Opinión

La religión de las ciencias sociales

E. Voegelin señaló con acierto que "desde hace dos generaciones, las ciencias del hombre y la sociedad están dedicadas a un proceso de reteorización. Si bien con lentitud al principio, el nuevo desarrollo cobró ímpetu después de la Primera Guerra Mundial, y en la actualidad avanza a una velocidad vertiginosa". Esa reteorización necesaria para las ciencias de la comunicación social parte de unos presupuestos comunes a las ciencias de lo social: la destrucción de la ciencia que caracterizó a la era positivista en la medida en que los métodos de las ciencias naturales se convirtieron en el criterio para la relevancia teórica en general, y que la subordinación de la relevancia teórica de la ciencia al método nos lleva a perder el sentido de la ciencia como razón verdadera de la estructura de la realidad, así como la generación de la noción de que el orden social sólo se origina en la voluntad de poder y en el miedo. En este proceso quien salió perdiendo es la noción de hecho, referente del periodismo como forma de comunicación social de actualidad.

Las llamadas ciencias sociales –las ciencias humanas, en general- son múltiples, están sumamente fragmentadas entre sí y dicen cosas muy distintas. ¿Por qué; en qué medida incide en la cuestión que ahora nos ocupa? Algunas gentes, basándose en positivismos más o menos ingenuos –o basándose en otras cosas-, dicen que eso sucede porque las ciencias humanas están en un estadio "infantil", precientífico, no son todavía ciencias realmente. Evidentemente, esto es una cuestión que es falsa, fácticamente y desde cualquier punto de vista: una posición que no es fácil mantener hoy con algún tipo de rigor.

El segundo tipo de aproximación corriente, que por ejemplo ha sido extremadamente divulgada por el marxismo, es la identificación de gran parte de las ciencias humanas con ideologías, en el sentido marxista del término -hay muchos discursos porque hay muchos sistemas de intereses contrapuestos. Las ciencias humanas son muchas veces discursos de justificación de intereses, por tanto, de ideología; no son propiamente ciencias. Ésta es sobre todo una posición de origen marxista, pero está absolutamente instalada en la situación actual llamada "postmodernidad", donde muchas personas que no se definen como marxistas, mantienen ideas de este tipo. Obviamente, esto es falso en el sentido estricto del término porque, si bien es cierto que hay discursos retóricos y sofísticos de encubrimiento de intereses ocultos –evidentemente, los hay ahora y los ha habido siempre, y los habrá hasta el final de la historia-, sin embargo, no es menos cierto que se puede con muchísima facilidad establecer que la pluralidad de significados y contenidos de las ciencias humanas actuales no es principalmente un asunto de ideologías contrapuestas. Así ocurriría con algunas concepciones de la calidad en la comunicación.

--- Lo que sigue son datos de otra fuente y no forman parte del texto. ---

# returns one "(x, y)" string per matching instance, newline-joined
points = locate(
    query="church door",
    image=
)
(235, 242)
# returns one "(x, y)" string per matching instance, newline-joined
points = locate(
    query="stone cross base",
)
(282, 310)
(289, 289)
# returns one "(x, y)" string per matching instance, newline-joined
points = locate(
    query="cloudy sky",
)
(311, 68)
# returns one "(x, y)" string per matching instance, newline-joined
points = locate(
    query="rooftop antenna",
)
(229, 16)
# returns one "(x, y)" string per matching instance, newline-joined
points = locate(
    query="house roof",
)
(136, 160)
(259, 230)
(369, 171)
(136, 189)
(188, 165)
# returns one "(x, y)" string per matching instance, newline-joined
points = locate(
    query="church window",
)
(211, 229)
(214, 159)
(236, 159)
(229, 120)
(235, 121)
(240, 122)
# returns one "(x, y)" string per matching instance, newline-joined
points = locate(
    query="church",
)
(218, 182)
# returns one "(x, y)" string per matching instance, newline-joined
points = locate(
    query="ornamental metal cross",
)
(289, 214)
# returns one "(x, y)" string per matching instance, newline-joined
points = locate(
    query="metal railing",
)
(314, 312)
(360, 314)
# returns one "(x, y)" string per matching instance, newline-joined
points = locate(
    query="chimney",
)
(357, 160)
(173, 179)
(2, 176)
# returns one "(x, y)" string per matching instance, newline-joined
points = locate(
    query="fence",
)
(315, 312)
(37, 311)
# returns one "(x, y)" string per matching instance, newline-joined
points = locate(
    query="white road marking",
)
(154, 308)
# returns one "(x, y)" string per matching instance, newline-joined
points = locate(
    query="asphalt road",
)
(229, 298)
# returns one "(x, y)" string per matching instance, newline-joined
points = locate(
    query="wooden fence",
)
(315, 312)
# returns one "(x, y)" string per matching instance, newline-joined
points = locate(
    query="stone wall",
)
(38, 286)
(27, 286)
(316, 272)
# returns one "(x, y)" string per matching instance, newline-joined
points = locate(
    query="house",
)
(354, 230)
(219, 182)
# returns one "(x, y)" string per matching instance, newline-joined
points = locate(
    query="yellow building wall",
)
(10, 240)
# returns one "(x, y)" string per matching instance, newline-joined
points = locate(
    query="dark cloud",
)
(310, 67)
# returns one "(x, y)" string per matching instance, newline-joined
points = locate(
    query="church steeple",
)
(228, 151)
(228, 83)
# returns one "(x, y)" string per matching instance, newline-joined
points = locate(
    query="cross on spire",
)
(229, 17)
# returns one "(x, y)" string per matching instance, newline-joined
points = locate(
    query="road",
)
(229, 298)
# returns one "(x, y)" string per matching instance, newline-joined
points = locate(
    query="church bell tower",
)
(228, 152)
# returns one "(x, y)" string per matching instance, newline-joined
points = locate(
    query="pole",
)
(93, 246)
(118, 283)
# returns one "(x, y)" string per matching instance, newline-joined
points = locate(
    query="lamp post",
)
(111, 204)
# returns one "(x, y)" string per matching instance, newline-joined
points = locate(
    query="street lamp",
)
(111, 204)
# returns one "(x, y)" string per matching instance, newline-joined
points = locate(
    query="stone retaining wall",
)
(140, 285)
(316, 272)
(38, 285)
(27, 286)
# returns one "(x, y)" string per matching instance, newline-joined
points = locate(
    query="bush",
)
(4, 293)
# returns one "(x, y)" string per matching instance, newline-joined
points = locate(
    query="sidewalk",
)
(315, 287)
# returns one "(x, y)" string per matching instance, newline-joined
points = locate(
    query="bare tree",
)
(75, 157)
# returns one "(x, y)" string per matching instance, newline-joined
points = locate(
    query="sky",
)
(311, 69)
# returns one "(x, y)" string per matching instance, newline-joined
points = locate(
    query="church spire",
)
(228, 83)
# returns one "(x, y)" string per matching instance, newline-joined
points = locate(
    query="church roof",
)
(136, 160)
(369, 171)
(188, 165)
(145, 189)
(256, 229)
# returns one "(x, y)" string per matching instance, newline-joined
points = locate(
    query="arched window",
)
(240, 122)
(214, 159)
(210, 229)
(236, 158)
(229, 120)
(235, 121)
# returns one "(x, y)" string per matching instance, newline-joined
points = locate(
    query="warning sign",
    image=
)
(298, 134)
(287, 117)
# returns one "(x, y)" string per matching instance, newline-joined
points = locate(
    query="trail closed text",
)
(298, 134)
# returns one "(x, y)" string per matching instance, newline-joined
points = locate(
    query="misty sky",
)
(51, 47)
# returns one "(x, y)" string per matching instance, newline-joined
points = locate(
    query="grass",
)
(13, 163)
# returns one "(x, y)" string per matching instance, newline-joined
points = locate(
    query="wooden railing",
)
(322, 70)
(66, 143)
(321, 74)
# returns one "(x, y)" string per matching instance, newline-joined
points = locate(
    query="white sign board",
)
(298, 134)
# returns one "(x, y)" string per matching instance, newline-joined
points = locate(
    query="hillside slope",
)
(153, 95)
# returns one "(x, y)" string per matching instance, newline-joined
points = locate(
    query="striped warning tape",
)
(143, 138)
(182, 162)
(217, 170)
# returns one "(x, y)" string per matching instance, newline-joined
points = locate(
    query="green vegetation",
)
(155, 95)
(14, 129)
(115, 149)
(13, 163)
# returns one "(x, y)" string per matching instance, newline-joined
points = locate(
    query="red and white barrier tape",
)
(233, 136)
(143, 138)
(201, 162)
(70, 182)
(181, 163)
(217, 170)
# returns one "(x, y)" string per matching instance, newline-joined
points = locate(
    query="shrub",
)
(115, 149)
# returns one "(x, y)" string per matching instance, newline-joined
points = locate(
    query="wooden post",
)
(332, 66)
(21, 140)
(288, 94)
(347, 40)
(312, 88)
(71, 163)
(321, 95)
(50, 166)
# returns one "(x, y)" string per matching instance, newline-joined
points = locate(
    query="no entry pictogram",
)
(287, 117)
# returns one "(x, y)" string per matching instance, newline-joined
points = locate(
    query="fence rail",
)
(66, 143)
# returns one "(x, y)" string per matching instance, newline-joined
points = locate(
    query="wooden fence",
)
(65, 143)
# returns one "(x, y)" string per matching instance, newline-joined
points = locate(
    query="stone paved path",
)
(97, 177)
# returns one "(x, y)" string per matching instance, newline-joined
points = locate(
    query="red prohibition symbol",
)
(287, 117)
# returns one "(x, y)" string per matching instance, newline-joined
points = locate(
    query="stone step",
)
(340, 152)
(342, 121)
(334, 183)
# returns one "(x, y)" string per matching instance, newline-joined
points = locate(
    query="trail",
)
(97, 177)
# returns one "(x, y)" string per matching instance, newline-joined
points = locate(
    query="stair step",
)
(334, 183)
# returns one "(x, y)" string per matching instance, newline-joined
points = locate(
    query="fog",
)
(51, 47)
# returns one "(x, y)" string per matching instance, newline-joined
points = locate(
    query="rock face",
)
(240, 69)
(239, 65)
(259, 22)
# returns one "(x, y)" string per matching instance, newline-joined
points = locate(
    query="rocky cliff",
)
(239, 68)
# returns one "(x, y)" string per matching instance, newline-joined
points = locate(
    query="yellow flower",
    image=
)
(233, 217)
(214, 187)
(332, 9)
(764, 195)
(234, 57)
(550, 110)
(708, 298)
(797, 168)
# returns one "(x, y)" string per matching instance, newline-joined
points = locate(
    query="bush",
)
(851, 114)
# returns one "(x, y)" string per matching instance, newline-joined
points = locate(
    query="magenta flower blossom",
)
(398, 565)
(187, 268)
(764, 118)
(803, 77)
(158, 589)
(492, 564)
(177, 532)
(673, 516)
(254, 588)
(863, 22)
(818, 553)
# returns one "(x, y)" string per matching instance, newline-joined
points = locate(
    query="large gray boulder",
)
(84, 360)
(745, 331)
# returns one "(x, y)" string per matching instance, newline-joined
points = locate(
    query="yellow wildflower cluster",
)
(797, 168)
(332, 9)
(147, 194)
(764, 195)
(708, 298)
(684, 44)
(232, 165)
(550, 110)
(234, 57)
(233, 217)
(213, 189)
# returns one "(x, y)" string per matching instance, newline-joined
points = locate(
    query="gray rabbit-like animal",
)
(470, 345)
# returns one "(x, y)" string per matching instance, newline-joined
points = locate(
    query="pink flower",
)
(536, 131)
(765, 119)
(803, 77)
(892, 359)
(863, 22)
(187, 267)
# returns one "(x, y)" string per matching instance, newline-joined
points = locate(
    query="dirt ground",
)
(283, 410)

Toda construcción teórica de la acción humana (una forma un poco abstracta de denominar una teoría de las ciencias humanas) es objetivamente –es decir, con independencia de lo que el autor o usuario de la construcción entienda que es esa construcción- expresión de alguna antropología. Si se nos da una lista de teorías o modelos de la acción humana, temáticamente etiquetados como "sociología" o "economía" o "comunicología" o "politología" o "teoría de la cultura", da igual la composición o extensión de la lista, mediante un trabajo sistemático que puede ser repetido por una persona con ciertas competencias técnicas, es posible establecer con un grado muy alto de precisión de la o las antropologías expresadas objetivamente en esa construcción.